Mapping location based on v9.1.

b

Beginning..end of positions in the scaffolds.

Proteasomes are the most abundant proteins in the cytoplasm and are required for cytosolic protein degradation and recycling pathways (19). Eukaryote proteasomes form a barrel-shaped catalytic tunnel with two identical outer rings composed of seven α-subunits and two identical inner rings composed of seven β-subunits. Only three β-subunits (PSMB5 [LMPX], PSMB6 [LMPY], PSMB7 [LMPZ]) are catalytically active. Upon immune stimulation, expression of three β-subunits, PSMB8 (LMP7), PSMB9 (LMP2), and PSMB10 (MECL1), are upregulated, replacing the constitutive subunits PSMB5, PSMB6, and PSMB7, respectively, to form the “immunoproteasome” that generates peptides preferable for class I binding (19). Because some prokaryotes possess only one type of β-subunit, it has been proposed that the genes encoding the catalytically active β-subunits, psmb5, 6, and 7, were generated by cis-duplication in an eukaryote ancestor, likely present in the proto-MHC (20, 21); indeed, β-subunit genes are found in linkage groups with MHC framework genes in preduplicated genomes in lower deuterostomes such as amphioxus (10, 21) and the placozoan T. adhaerens (11). All three immunoproteasome genes psmb8, 9, and 10 are encoded in the MHC of many ectothermic vertebrates (12, 22). In humans, only PSMB8 and PSMB9 are found in the MHC (chr 6), and PSMB10 on human chr 16 is the result of translocation out of the MHC. Likewise, the constitutive proteasome PSMB7 maps on huMHCpara-9 (i.e., huMHCpara chr 9) (light blue boxes in Fig. 1, Table I), but other PSMB genes were proposed to be translocated from their original location to other genomic regions outside MHCpara (20).

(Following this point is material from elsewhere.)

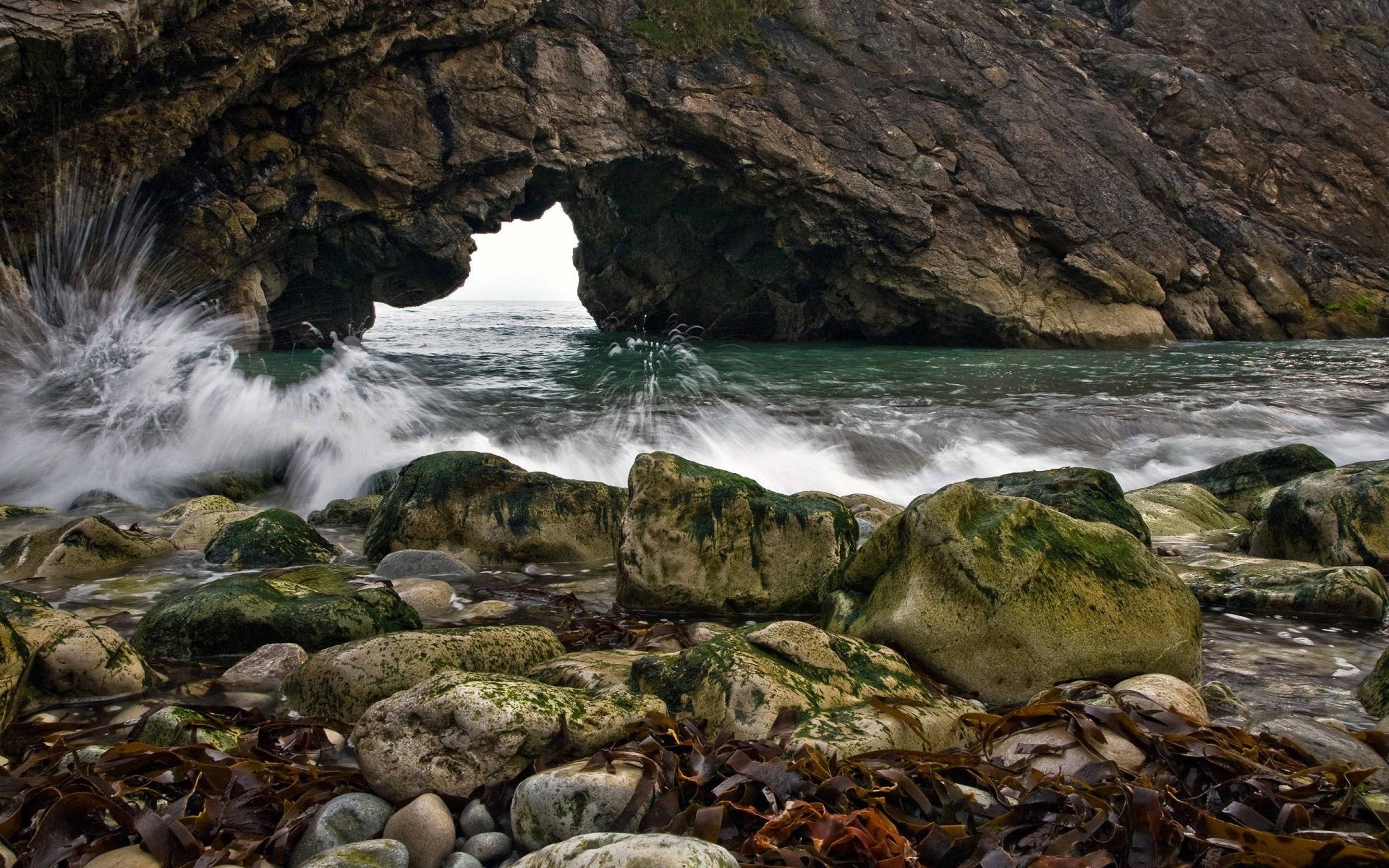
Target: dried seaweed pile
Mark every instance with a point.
(187, 806)
(1206, 796)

We found that Xenopus psmb6 maps to 3Lq35, in the vicinity of c3 and notch3, a region corresponding to huMHCpara-19, and we previously reported that Xenopus psmb10 maps in the MHC class III region (Fig. 1, Table I) (12), suggesting that the translocation of psmb6 and psmb10 occurred after the amphibian–mammal divergence. PSMB5 is found on human chr 14q11.2 in the vicinity of TCRA/D (14q11.2) and near the IgH chain (14q32.33) loci. This synteny is well conserved in Xenopus, with psmb5 on chr 1Lq14-15, near tcra/d (1Lq15), igh (1Lq14-15), and igl (λ and σ) (Fig. 1, Table I). As mentioned above, from the distribution of human insulin-relaxin genes (5), this region of human chr 14 is a genetic fragment originally linked to an MHC precursor, but translocated during vertebrate evolution, and is designated as a minor MHCpara (6, 7, 20) (Fig.1, Table I). In summary, unlike in humans, all Xenopus psmb genes encoding catalytic proteasome β subunits map to major or minor MHCpara.

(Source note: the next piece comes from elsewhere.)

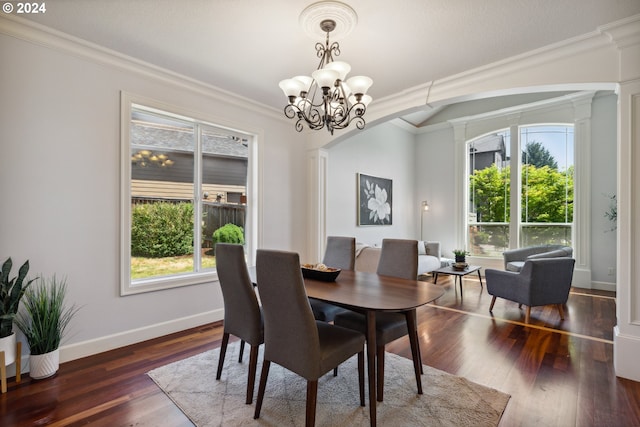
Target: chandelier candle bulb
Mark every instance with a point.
(359, 84)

In Xenopus, a single classical class I (class Ia) gene maps to the MHC (23), whereas a cluster of nonclassical class I (class Ib) genes (xnc) (24, 25) was previously mapped to the telomeric region of the MHC chromosome (18). Now we report three additional nonclassical class I genes in the Xenopus genome designated class Ib112, class Ib16004, and class Ib145, based on their original scaffold numbers in ver 4.1 (Table I). All three are single-copy genes on L chromosomes with typical class I domain structures, but the deduced amino acid sequences lack the evolutionarily conserved peptide-binding residues found in all classical class Ia molecules (Supplemental Fig. 1A); note that the class Ib112 is highly divergent from class Ia (see below). In addition, consistent with their designation as nonclassical class I genes, these three class I genes are monomorphic (data not shown), have a tissue-specific expression, and are expressed at much lower levels than class Ia (Supplemental Fig. 1E).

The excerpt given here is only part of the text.